I was browsing Drudge Report today and came across a new study today claiming that gas is as affordable today as the 1960's. A priori, the claim sounds ridiculous, as it seems completely out of touch with reality (my doubts were confirmed when going over the study's methodology). However, amusement quickly turned to dismay as it was apparently produced by the CATO institute, probably the publicly well-known libertarian think tank.
I was bothered by two reasons. First, that while CATO thinks that it may be making a reasoned argument (an argument that I'll deconstruct later), common experience by most people rejects the idea that gas prices are affordable. This disconnect caused a fury of comments to the article, claiming that CATO is out of touch with reality. Of course, what the commentariat does not know is that even many libertarians think that CATO is out of touch with reality, as a quick search of CATO on another popular libertarian site will reveal. CATO is merely reinforcing the stereotype that libertarians are out-of-touch moneyed elites (a false claim; if you drew a Venn diagram those two groups would hardly intersect).

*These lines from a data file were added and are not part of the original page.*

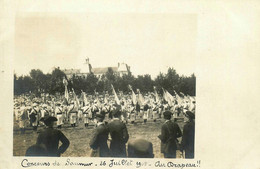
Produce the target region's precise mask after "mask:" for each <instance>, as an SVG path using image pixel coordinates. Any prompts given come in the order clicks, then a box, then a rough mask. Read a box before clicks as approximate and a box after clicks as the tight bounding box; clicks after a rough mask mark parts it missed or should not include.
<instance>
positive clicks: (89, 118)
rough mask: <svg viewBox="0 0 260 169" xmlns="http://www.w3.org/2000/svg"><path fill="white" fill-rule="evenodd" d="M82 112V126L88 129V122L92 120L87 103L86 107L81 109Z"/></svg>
mask: <svg viewBox="0 0 260 169" xmlns="http://www.w3.org/2000/svg"><path fill="white" fill-rule="evenodd" d="M82 112H83V121H84V125H85V127H88V124H89V121H90V119H91V118H92V112H91V107H90V105H89V103H87V104H86V106H84V107H82Z"/></svg>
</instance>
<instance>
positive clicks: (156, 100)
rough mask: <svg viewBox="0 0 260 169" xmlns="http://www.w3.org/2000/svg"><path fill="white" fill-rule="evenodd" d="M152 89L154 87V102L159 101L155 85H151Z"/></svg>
mask: <svg viewBox="0 0 260 169" xmlns="http://www.w3.org/2000/svg"><path fill="white" fill-rule="evenodd" d="M153 89H154V93H155V102H157V103H158V102H159V95H158V93H157V91H156V87H155V86H154V87H153Z"/></svg>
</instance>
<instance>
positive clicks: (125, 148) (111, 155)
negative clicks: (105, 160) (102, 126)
mask: <svg viewBox="0 0 260 169" xmlns="http://www.w3.org/2000/svg"><path fill="white" fill-rule="evenodd" d="M120 114H121V113H120V109H118V108H117V109H115V110H114V111H113V113H112V115H113V121H112V122H110V123H109V124H108V129H109V132H110V135H111V138H112V140H111V143H110V150H111V156H112V157H126V145H125V144H126V143H127V141H128V139H129V135H128V131H127V128H126V125H125V124H124V123H123V122H122V121H120V119H119V118H120Z"/></svg>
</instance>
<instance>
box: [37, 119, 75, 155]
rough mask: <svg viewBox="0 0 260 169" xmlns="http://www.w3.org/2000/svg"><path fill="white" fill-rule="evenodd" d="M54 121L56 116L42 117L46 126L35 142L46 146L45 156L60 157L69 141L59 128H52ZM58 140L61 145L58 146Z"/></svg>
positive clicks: (67, 147)
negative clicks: (60, 145) (43, 117)
mask: <svg viewBox="0 0 260 169" xmlns="http://www.w3.org/2000/svg"><path fill="white" fill-rule="evenodd" d="M55 121H57V118H56V117H52V116H46V117H44V119H43V122H44V124H45V125H46V126H47V128H46V129H44V130H43V131H42V132H41V133H40V134H39V136H38V138H37V143H36V144H37V145H40V144H43V145H44V146H45V147H46V150H47V156H53V157H60V155H61V154H62V153H64V152H65V151H66V150H67V148H68V147H69V144H70V141H69V140H68V138H67V137H66V136H65V135H64V134H63V133H62V132H61V131H60V130H56V129H54V128H53V126H54V122H55ZM60 141H61V142H62V145H61V146H60V147H59V142H60Z"/></svg>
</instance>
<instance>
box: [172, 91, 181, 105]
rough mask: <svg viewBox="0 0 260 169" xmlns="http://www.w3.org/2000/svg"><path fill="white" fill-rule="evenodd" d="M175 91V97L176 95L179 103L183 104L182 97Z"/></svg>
mask: <svg viewBox="0 0 260 169" xmlns="http://www.w3.org/2000/svg"><path fill="white" fill-rule="evenodd" d="M174 93H175V97H176V99H177V101H178V104H181V103H182V101H183V100H182V98H181V97H180V96H179V95H178V93H177V92H176V91H175V90H174Z"/></svg>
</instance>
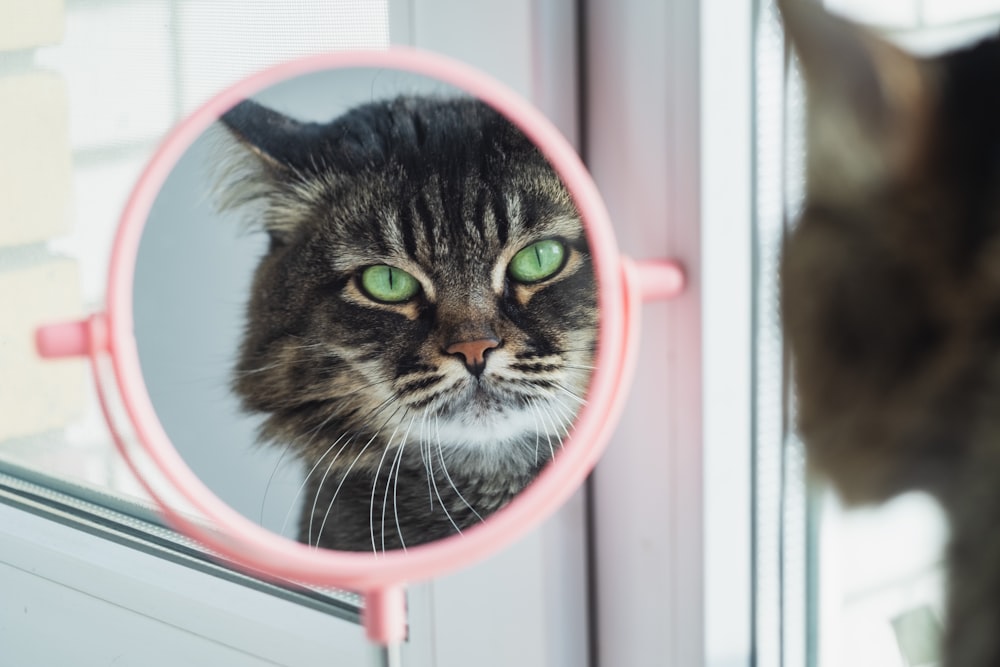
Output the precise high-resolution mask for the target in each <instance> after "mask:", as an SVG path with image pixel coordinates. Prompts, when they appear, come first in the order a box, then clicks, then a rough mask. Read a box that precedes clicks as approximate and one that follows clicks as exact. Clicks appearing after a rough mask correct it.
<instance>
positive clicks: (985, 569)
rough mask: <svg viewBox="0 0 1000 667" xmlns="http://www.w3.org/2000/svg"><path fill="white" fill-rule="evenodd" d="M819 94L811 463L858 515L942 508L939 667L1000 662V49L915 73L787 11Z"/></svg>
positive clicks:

This leads me to the second point, and that is that this CATO publication doesn't do anything to bring to light the core tenets of libertarianism: individualism and personal liberty. It almost seems like they are being polyannas for the current economic system (which isn't a free market, despite what the socialists claim). In fact, CATO's argument that standards of living have improved runs counter to an argument made on the Libertarian Party's website. Namely, that government intervention has caused standards of living to decline for a typical family:
Let's take a look at a median income family of four in the 1950s. At that time, the Federal income tax amounted to only 2% of the family budget. Americans enjoyed the highest standard of living in the world.
By contrast, in the 1990s, the Federal income tax takes 25% of income for the same family of four. Taxes at all levels -- federal, state, and local; hidden and visible -- take about 50% of a family's income. We must work from January to June just to pay taxes.
It now requires two paychecks to keep many families from going bankrupt. Typically, a working mother brings home 32% of a family's income.
So, whether she chooses to work -- or must work to make ends meet -- taxes have stolen her contribution to the family budget. In other words, one spouse now works all year just to pay taxes.
Admittedly, CATO is only specifically looking at gasoline prices as an element of income. However, what's defined as "income" here is very suspect. The statistician who created this report is playing fancy shell game with the numbers. Namely, the "income" being used in the study is "average disposable income". There is an important difference in the definition between median and average (arithmetic mean). The average value can be easily distorted by outliers in the data (for example: Bill Gates), who has literally billions of dollars of disposable income. Median is more meaningful in economic data. Another problem is the meaning of "disposable". What costs are subtracted that are not considered "disposable"? What was a necessity in 1960 may not be a necessity in 2008, and vice versa. A personal computer, car, and cell phone, are considered indispensable today. In 1960, a stay-at-home-wife was considered indispensable. What amount of income is disposable is subjective, and cannot possibly be objectively measured. Even the definition of "income" is suspect. For example, there was a unique occurrence in the past decade where people cashed out the equity in their homes, and this shows up as "disposable income" as people bought SUVs, family vacations, and other fancy toys. However, while some view equity as "untapped wealth", taking out money in your home is merely assuming more debt. Money that has to be paid back later is not income.
My proposal to this study is to simply use median household income, minus income taxes, without adjusting for inflation. This information is relatively easy to obtain. Same goes for gas prices. In estimating how much pain people are feeling at the pump, find the median number of miles driven per household and the median fuel economy each year (a more difficult task). Following this methodology you'll probably find a much different result than CATO, and probably more in line with a typical person's experience. What conclusions will you be able to formulate on libertarianism though? Probably none.